Insight for Vietnamese Engineers: If you're building delivery robots or service robots, navigation + natural language understanding is the deciding combo. Read more on SLAM and Navigation for Autonomous Robots to solidify fundamentals.
Noteworthy Workshops
Semantic Reasoning and Goal Understanding (SemRob)

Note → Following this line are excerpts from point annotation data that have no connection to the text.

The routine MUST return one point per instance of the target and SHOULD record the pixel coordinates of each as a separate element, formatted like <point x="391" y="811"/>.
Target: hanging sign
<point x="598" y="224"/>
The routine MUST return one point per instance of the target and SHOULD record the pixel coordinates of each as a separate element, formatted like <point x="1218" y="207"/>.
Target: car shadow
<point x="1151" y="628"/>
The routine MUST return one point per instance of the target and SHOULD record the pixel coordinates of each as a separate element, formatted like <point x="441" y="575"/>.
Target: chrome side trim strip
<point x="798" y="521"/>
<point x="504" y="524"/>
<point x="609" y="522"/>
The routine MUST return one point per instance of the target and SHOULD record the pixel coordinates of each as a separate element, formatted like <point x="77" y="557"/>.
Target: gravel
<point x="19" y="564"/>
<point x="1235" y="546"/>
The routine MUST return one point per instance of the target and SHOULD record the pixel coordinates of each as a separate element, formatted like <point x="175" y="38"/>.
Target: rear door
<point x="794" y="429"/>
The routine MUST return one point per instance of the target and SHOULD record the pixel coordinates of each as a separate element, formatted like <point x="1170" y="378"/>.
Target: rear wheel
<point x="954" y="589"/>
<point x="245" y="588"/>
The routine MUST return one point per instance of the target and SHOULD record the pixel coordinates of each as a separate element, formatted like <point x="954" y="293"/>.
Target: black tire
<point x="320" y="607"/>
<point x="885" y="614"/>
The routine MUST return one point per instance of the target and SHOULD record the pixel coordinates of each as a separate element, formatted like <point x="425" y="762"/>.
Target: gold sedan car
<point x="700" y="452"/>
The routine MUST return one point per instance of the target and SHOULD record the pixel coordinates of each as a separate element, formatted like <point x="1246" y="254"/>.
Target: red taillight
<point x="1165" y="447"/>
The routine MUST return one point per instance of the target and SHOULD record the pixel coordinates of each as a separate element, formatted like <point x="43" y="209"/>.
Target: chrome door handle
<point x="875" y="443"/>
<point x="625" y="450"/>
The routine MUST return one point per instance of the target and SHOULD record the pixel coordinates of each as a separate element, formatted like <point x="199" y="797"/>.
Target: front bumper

Workshop SemRob in its 3rd iteration focuses on semantic-level understanding for robot task planning — combining knowledge representation with learning-based approaches. Relevant for AI-powered robotics applications.
RSS Pioneers
RSS Pioneers program is for young researchers (PhD students, early postdocs) — an excellent networking opportunity. If you're doing a PhD in robotics in Vietnam or abroad, this is a program worth applying to.
Preparing for RSS 2026
If You Attend In-Person
- Book early: Sydney in July is winter but pleasant (10-17 degrees C). Accommodation near UTS should be booked 2-3 months in advance
- Register for workshops separately: Workshops often fill up early, register as soon as registration opens
- Poster sessions are gold: RSS poster sessions have high quality — prepare questions in advance for papers you're interested in
If You Follow Remotely
- Follow Twitter/X: @RoboticsSciSys will post highlights in real-time
- Read proceedings after the conference: RSS papers are open-access, download free from roboticsconference.org
- Watch recorded talks: RSS usually uploads talk recordings after the conference
RSS vs ICRA: What's the Key Difference?
| ICRA | RSS | |
|---|---|---|
| Format | Multi-track (parallel sessions) | Single-track (everyone sees everything) |
| Papers | 3000-4000 submissions, ~40% acceptance | 500-700 submissions, ~25% acceptance |
| Strengths | Broad coverage, industrial presence | Depth, theoretical rigor |
| Workshops | 80-100 workshops | 15-20 workshops (more selective) |
RSS acceptance rate is significantly lower, meaning every paper undergoes strict review. If you only have time to read papers from one conference, RSS papers give the highest ROI.